Spawn a sub-agent to detect code smells without cluttering main context.

code
Use the Task tool with:
  subagent_type: general-purpose
  description: "Detect code smells"
  prompt: |
    You are analyzing code for refactoring opportunities using Martin Fowler's taxonomy.

    First, read the code smell reference:
    Read: ~/.claude/skills/refactoring-code/references/code-smells.md

    Then analyze these files:
    - [list files to analyze]

    For each smell found, report:
    1. **Smell Name** with `file:line` reference
    2. **Severity**: critical | high | medium | low
    3. **Evidence**: Brief quote or description
    4. **Suggested Refactoring**: From the catalog

    Group findings by file. Prioritize by severity.
    Be specific—cite line numbers and code snippets.
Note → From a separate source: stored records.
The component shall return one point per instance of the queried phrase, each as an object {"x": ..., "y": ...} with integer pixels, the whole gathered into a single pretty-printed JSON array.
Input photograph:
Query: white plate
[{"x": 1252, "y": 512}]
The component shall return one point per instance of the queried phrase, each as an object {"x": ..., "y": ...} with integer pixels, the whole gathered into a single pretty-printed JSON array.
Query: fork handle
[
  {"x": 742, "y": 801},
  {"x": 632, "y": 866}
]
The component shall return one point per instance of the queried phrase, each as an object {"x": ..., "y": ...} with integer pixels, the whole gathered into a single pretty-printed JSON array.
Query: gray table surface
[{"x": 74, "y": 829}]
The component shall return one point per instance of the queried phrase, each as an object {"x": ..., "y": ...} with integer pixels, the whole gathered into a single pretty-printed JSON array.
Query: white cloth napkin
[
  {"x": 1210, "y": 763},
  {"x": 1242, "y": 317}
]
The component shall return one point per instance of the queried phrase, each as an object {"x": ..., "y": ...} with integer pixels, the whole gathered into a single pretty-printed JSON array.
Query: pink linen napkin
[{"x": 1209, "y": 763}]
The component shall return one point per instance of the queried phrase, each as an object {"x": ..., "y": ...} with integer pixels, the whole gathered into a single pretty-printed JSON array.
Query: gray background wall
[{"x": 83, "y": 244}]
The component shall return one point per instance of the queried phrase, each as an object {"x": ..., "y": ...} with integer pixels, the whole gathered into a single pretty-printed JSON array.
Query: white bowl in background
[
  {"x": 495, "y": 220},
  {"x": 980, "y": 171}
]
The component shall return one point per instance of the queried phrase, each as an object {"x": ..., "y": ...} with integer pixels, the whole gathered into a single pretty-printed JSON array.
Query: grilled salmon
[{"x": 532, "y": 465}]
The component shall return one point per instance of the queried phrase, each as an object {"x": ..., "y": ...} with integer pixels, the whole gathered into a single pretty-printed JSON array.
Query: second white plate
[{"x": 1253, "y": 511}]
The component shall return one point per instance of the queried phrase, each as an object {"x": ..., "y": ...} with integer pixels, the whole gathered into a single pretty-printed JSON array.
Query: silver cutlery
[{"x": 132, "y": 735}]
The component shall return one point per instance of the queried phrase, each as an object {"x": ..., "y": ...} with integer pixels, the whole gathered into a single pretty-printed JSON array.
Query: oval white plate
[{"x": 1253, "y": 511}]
Phase 2: Decision (Main Context)

Present analysis results and get user decisions:

  1. Summarize findings grouped by severity
  2. Recommend priority based on:
    • Impact on current work (preparatory refactoring)
    • Risk level (prefer safe, mechanical refactorings)
    • Test coverage (higher coverage = lower risk)
  3. Ask user which smells to address

Decision Questions

  • "Which of these would you like to address?"
  • "Do you want to tackle the [critical smell] first?"
  • "Should we do a preparatory refactoring before [upcoming feature]?"

Phase 3: Execution (Main Context)

Apply refactorings using the mechanics from references/refactorings.md.

Execution Pattern

For each refactoring:

  1. State the transformation

    code
    Applying: Extract Function
    From: [file:lines]
    New function: [name]
    
  2. Apply mechanics step-by-step

    • Follow the steps in the refactoring catalog
    • Make one change at a time
    • Keep changes small and reversible
  3. Verify after each step

    • Run tests
    • If tests fail: revert and try smaller steps
    • If tests pass: commit with descriptive message
  4. Confirm completion

    code
    ✓ Extracted `calculateTotal` from `processOrder`
    Tests: 47 passed
    

Refactoring Commit Messages

Use present tense, describe the transformation:

code
Extract calculateTotal from processOrder
Inline redundant validateInput helper
Move Customer to dedicated module

When to Stop

Stop refactoring when:

  • The immediate goal is achieved (feature can be added cleanly)
  • Tests start failing and the fix isn't obvious
  • You've been refactoring for more than the planned time
  • The code is "good enough" for current needs

"Leave the code better than you found it, but don't gold-plate."

Integration with TDD

In the TDD cycle, refactoring is the third step:

code
RED    → Write failing test
GREEN  → Make it pass (quick and dirty is fine)
REFACTOR → Clean up while tests are green

Use this skill during the REFACTOR phase to identify what needs cleaning.

Common Patterns

"This code is messy but I don't know where to start"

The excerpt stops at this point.